BE YOUR BEST SELF

Defining Diagnoses

You’re not crazy. You’re not broken. You’re more than just your diagnosis from a book.

That said, these terms can help you understand your challenges and how therapy can help you move forward.

Depression

How it feels:

stuck, numb, hopeless, disconnected, ashamed

How therapy can help:

Therapy can help you identify and dismiss unhelpful ways of thinking. It can remind you of who you are underneath everything that you carry and give you hope that you won’t always feel like this. Therapy can be empowering. You can fight back!!

Anxiety

How it feels:

Nervous, overwhelmed, worried, avoidant, spiraling

How therapy can help:

Therapy can help you spot the thoughts that feed your anxiety and teach you strategies to change the script. Shrinking worries down to their actual size makes it easier to face fears. If you’re spinning out of control, therapy has tools to slow down and ground yourself.

PTSD

How it feels:

Tied down to the past, hypervigilant, avoidant, ashamed, flashbacks

How therapy can help:

When you’ve faced trauma, stuffing the painful memories in the closet is a survival strategy. With PTSD, the memories start spilling out of the closet and into your daily life. Therapy can help you actually process the trauma and put it in long-term storage where it belongs.

Substance Abuse

How it feels:

desperate, dependent, out of control

How therapy can help:

Therapy helps by giving people who want to change a push in the right direction.
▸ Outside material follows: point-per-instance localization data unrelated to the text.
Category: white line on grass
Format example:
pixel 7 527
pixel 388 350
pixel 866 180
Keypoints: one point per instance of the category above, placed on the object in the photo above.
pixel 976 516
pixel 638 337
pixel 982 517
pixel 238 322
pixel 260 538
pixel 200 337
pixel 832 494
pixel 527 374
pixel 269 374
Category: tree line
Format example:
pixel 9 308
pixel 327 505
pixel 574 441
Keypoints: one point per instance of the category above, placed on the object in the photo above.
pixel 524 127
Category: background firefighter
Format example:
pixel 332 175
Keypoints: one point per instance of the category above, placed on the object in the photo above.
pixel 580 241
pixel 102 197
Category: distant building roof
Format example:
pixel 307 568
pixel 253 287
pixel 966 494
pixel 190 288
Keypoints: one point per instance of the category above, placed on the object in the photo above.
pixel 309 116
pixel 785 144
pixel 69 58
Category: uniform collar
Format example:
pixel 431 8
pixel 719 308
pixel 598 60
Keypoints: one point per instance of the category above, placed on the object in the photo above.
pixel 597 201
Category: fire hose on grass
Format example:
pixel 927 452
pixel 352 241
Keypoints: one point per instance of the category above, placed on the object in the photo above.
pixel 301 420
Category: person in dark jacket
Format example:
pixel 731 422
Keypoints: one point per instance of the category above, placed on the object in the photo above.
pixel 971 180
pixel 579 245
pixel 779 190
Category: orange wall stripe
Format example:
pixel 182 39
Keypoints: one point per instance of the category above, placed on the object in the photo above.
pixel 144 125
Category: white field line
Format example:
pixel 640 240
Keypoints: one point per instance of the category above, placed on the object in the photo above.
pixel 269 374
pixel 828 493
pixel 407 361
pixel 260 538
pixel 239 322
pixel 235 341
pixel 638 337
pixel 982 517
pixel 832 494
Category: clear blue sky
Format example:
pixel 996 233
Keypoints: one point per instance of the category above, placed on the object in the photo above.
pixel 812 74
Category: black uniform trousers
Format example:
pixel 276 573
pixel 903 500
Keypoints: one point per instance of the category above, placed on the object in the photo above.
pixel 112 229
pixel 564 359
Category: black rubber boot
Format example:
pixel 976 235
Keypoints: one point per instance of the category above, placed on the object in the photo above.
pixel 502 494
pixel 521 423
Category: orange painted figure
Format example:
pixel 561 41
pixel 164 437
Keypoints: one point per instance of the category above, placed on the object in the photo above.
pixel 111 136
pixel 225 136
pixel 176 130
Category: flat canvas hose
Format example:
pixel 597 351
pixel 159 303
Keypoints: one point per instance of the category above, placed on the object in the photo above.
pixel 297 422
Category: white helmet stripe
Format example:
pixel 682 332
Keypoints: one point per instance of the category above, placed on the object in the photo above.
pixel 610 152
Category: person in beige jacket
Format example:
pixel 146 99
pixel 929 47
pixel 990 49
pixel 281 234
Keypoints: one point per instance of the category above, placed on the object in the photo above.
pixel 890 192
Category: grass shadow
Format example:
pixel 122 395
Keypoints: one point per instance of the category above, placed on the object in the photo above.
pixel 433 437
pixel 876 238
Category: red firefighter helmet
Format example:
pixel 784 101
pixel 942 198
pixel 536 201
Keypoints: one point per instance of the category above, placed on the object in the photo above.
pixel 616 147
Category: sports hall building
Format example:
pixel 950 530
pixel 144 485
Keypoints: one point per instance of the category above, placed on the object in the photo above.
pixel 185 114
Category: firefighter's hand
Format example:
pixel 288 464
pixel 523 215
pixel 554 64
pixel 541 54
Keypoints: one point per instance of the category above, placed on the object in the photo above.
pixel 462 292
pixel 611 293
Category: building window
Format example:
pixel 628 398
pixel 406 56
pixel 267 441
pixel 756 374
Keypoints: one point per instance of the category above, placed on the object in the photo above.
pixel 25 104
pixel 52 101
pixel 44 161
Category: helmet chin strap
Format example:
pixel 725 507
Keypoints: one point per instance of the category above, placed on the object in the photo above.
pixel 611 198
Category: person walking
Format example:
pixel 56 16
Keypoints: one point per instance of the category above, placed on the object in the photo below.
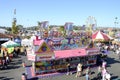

Having a strategy and accountability are key. Therapy also can help you understand why you use and giving you tools to help the root cause.

Men’s Issues

Feelings specific to men’s issues:

Shame, anger, shut down, pressure

(Quick note – obviously these feelings are not exclusive to men or those identifying as male. But the way our society defines men and masculinity creates male-specific issues and feelings.)

How therapy can help:

Therapy can help by helping you change your definition of masculine. Maybe you don’t have to soldier on and carry the weight; maybe you do feel afraid or embarrassed sometimes; maybe there’s a way to resolve these feelings instead of covering them up with anger.